La ricostruzione dell’accaduto è ancora in corso e ogni responsabilità sarà valutata dagli inquirenti; resta però un quadro che parla di solitudine, dipendenze non gestite e ambiti di cura lasciati alla buona volontà delle famiglie. Nel napoletano, dove molte famiglie ospitano i propri anziani per tradizione e per necessità economica, il confine tra assistenza e rischio è sottile.
Non è raro che la cura domiciliare diventi fonte di stress estremo: mancano reti stabili di sostegno, orari di intervento coordinati e alternative praticabili per chi assiste h24 una persona non autosufficiente. Quando i servizi territoriali sono deboli, sono le donne — spesso figlie o nuore — a farsi carico, senza formazione né sostegno psicologico. È lì che il disagio può degenerare, e non sempre i segnali di allarme vengono raccolti dai professionisti o tradotti in interventi concreti.
La vicenda impone di guardare a più livelli: la risposta dell’autorità giudiziaria, certo, ma anche il ruolo del Comune, dell’ASL e della Prefettura nel prevenire situazioni di rischio. Servono protocolli chiari per segnalazioni, visite domiciliari periodiche per gli utenti fragili, corsi di formazione per caregiver e una rete che coinvolga medici di base, servizi sociali e associazioni locali. I numeri e le risorse vanno ripensati, ma servono anche procedure semplici che non lascino cadere nel vuoto le richieste d’aiuto.

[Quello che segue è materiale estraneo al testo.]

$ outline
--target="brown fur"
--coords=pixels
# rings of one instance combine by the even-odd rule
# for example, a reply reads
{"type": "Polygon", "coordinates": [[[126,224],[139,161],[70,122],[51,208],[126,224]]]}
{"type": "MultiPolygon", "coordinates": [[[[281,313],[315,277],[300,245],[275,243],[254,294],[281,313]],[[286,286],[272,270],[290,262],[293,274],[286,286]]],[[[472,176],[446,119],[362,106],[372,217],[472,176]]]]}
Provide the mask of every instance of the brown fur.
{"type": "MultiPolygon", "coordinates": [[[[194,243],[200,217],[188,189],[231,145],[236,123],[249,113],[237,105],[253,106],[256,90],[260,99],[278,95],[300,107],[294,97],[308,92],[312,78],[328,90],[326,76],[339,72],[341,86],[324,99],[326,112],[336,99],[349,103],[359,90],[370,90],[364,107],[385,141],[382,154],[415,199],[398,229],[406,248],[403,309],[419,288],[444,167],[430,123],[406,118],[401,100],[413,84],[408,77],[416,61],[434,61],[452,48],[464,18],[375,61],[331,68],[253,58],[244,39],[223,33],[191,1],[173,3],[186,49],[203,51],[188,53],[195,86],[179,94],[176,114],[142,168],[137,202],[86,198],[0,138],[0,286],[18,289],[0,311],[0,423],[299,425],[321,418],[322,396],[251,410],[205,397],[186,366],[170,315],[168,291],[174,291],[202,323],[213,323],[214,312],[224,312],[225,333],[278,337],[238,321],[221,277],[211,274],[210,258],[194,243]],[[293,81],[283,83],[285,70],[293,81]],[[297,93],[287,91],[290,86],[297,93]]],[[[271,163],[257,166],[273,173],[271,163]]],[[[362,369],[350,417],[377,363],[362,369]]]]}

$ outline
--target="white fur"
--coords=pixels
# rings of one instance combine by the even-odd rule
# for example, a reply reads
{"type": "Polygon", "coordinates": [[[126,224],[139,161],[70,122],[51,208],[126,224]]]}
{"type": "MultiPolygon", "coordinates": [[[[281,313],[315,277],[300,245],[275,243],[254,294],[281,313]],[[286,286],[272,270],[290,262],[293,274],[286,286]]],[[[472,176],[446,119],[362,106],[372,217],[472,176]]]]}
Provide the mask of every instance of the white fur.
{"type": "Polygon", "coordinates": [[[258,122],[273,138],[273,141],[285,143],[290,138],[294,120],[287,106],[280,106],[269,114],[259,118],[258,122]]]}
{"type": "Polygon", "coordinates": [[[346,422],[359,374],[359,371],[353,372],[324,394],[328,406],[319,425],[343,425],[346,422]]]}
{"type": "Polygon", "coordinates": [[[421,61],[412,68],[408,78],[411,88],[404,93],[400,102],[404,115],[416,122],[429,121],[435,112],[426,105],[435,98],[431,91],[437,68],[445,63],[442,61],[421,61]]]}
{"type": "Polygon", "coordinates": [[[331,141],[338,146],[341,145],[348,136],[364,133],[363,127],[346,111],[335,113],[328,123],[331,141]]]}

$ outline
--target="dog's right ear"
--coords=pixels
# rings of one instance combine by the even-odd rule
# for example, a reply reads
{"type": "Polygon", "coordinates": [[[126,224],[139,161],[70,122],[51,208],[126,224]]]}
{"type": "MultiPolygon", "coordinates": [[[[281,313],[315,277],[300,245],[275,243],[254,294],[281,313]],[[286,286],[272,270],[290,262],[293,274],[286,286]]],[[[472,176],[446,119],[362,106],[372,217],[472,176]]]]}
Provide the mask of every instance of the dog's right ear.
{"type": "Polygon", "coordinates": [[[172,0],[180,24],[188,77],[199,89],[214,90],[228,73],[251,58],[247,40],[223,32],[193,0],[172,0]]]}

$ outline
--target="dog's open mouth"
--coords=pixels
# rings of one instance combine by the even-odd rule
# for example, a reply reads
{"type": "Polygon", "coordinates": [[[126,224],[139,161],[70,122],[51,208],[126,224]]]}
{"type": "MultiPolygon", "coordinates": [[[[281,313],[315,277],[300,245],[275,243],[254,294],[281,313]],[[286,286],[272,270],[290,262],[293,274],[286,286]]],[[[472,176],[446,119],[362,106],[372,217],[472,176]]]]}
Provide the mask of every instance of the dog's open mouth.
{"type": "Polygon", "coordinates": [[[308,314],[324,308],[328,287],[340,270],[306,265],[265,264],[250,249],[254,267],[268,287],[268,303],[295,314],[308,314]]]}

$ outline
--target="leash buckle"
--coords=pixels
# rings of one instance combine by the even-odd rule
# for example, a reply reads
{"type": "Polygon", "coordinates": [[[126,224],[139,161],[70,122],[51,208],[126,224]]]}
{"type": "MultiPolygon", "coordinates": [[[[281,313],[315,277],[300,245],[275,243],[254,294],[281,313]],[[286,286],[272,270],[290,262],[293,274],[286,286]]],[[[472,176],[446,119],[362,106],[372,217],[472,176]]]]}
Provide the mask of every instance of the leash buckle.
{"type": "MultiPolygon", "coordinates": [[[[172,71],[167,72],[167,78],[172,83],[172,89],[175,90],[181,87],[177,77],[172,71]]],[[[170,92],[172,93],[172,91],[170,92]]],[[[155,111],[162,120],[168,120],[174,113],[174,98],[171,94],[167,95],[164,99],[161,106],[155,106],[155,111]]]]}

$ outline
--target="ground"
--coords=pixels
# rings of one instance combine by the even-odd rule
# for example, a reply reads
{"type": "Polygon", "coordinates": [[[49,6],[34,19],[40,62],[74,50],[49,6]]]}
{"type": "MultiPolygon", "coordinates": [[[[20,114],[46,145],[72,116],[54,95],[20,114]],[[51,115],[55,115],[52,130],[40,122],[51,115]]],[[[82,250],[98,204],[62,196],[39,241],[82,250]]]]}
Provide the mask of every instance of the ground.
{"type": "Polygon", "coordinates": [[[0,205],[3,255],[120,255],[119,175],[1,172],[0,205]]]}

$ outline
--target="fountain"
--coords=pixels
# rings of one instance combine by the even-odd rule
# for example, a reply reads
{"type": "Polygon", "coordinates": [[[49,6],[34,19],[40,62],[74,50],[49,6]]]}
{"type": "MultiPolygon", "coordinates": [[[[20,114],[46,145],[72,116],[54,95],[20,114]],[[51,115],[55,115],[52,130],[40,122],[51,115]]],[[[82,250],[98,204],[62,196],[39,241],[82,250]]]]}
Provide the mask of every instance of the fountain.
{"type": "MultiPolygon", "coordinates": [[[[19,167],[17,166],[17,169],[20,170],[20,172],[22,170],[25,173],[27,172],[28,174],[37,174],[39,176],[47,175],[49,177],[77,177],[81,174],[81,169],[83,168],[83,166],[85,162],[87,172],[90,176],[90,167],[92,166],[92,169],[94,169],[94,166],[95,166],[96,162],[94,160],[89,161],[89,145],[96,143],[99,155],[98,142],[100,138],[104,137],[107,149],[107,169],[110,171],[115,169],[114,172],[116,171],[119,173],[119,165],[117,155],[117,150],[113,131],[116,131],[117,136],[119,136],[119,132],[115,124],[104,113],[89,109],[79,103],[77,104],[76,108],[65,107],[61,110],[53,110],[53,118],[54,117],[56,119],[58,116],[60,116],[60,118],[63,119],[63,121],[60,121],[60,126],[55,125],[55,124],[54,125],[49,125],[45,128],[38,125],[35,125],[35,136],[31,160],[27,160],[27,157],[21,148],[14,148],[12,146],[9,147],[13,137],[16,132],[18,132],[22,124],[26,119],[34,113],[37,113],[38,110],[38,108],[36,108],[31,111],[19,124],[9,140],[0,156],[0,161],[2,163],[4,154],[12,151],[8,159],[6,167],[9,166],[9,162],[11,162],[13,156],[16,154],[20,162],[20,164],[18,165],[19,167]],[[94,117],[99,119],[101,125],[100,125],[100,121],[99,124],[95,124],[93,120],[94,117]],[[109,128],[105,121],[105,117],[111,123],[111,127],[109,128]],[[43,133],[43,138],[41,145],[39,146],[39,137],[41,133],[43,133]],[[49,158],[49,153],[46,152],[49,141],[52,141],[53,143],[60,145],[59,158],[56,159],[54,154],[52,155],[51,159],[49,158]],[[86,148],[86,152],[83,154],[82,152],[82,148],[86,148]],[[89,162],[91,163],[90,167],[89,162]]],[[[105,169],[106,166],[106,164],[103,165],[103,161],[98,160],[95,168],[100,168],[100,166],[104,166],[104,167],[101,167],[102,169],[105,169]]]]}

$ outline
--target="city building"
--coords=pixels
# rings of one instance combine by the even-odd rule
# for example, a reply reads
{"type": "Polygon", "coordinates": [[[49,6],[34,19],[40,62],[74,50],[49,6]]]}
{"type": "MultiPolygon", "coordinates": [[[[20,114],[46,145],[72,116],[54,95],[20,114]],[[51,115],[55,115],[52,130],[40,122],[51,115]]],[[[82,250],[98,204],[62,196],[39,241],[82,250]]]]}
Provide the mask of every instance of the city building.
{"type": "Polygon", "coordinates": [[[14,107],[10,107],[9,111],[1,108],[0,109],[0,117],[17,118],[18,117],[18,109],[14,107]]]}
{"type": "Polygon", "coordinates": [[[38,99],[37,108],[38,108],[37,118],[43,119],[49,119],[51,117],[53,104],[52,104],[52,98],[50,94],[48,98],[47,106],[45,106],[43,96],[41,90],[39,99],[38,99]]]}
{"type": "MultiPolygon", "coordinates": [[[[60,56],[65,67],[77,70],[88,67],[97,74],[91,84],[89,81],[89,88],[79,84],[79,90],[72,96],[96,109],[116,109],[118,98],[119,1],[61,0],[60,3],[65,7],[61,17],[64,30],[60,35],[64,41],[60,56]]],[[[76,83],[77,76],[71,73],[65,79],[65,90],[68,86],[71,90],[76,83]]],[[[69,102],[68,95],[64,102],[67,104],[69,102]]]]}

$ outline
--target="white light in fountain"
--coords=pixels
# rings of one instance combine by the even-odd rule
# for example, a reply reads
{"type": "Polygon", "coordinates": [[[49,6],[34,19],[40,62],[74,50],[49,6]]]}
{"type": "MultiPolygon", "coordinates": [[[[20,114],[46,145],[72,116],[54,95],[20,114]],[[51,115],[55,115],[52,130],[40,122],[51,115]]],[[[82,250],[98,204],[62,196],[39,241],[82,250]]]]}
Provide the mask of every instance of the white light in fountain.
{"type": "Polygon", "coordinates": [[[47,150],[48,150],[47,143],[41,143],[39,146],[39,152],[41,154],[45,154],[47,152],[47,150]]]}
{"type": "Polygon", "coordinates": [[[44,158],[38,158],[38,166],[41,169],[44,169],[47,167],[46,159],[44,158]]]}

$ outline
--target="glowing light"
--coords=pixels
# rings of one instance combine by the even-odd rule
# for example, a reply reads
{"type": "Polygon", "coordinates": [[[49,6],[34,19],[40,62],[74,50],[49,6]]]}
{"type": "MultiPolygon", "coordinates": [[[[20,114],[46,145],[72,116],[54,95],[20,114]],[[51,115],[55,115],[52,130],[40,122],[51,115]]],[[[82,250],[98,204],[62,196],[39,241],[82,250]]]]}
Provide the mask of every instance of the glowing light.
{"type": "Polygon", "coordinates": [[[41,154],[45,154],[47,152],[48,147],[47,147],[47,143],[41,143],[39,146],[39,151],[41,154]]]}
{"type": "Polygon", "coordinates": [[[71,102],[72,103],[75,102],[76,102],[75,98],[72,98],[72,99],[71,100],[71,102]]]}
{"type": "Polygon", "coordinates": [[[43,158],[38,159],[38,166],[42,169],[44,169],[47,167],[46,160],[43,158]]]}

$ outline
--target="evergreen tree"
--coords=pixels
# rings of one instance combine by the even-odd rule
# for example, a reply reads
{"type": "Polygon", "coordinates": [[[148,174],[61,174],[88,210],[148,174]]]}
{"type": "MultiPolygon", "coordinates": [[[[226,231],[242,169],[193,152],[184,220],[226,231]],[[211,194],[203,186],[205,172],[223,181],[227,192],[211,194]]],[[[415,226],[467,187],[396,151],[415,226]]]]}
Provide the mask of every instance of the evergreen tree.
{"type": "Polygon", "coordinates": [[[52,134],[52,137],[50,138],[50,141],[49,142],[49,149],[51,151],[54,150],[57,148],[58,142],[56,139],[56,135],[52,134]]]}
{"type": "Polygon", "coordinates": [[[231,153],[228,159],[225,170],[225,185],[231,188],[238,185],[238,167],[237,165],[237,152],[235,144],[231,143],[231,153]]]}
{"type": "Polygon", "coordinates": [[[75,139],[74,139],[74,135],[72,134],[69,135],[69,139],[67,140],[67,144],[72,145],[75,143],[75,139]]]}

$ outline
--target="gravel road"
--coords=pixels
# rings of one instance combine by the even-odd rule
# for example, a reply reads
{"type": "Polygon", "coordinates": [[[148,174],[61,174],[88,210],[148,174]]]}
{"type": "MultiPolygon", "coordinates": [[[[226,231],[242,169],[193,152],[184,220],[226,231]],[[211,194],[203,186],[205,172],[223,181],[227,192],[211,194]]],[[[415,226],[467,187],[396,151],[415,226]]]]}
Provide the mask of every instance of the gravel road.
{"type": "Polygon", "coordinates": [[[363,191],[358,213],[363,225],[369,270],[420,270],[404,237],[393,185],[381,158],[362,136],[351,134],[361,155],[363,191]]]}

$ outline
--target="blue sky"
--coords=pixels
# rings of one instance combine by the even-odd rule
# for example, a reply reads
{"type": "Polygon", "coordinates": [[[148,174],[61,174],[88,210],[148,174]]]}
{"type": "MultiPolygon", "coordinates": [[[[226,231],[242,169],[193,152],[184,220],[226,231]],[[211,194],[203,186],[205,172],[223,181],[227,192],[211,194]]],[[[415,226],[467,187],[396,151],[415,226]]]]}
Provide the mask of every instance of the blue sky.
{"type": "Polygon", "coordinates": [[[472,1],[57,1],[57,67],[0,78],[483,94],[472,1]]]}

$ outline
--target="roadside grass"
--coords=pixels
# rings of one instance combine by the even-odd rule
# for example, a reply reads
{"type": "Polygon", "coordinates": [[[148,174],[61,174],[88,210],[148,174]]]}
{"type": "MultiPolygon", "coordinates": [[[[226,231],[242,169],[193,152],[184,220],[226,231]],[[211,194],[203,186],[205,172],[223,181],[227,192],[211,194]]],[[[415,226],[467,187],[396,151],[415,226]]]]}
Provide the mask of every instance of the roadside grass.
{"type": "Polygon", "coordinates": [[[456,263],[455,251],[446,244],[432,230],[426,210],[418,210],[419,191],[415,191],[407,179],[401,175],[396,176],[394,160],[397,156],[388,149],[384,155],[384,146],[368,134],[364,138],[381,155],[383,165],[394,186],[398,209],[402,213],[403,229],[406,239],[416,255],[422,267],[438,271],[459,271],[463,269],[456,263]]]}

Non si tratta di stigmatizzare le famiglie, molte delle quali fanno il possibile con mezzi limitati, ma di evitare che casi come quello di Gragnano diventino un tragico epilogo prevedibile. Se la politica locale e le istituzioni non trasformano il dolore in cambiamento, la prossima tragedia sarà solo questione di tempo. Per chi vive in questa provincia, la cura degli anziani non è un atto privato: è un compito pubblico che reclama risorse, organizzazione e responsabilità collettiva.